You’re scared that your friends are just hanging out with you out of pity, or for a laugh (at you, not with you). So much so that you just lay in bed, make excuses as to why you can’t make it.
You’re scared that your hopes and dreams are too lofty. That you’re not good enough to want these things. That you’ll never be good enough to achieve what your heart truly desires.
You’re scared that you’re not good-looking enough, not smart enough, not rich enough. That you’ll never find someone who loves you for who you are. You desperately try to be someone you’re not, in the hopes that someone else will approve of you.
You’re scared that no one likes you, that they all just “deal” with you because they have to. That person is always talking badly about you behind your back. And why not? there is nothing good about you anyways.
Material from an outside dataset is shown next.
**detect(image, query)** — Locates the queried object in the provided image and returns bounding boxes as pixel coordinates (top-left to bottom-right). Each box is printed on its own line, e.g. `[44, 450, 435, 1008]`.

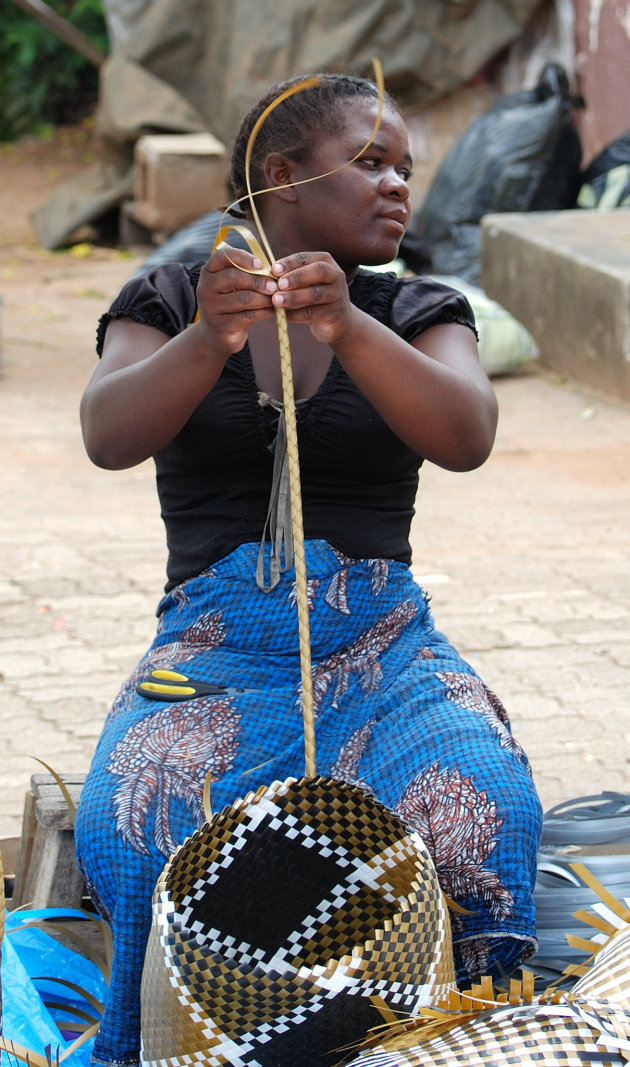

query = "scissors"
[136, 668, 245, 702]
You’re scared that if you give it your all, and still fail than you’re worthless. So you just find comfort in not trying at all.
You’re scared that if you had just done something different, that maybe, your past wouldn’t be like it is. You constantly think about would have, could have and should have. That there were so many ways that could have had a better outcome.
You’re scared that the love your family feels for you isn’t real. That it is only because they have to feel love, that they do. You’re scared that no one will ever love you, that there’s nothing to love about you
You’re scared that everyone and anyone you meet will judge you. Based on your looks, your clothes, how you talk, how you walk, anything they can, because there isn’t anything good about you.
You’re scared of doing something wrong, so you just don’t do anything. You lay in bed, just thinking about everything that needs to get done, and that none of it is.
You’re scared that if there is a God, why would God make you this way. Why would God make you defective in every way imaginable?
The truth is, is that it’s not you who is scared. It’s me that is scared. The truth is, is that depression and anxiety are so much more dangerous that you can imagine. The truth is, I am not afraid of dying. The truth is, I am afraid of living.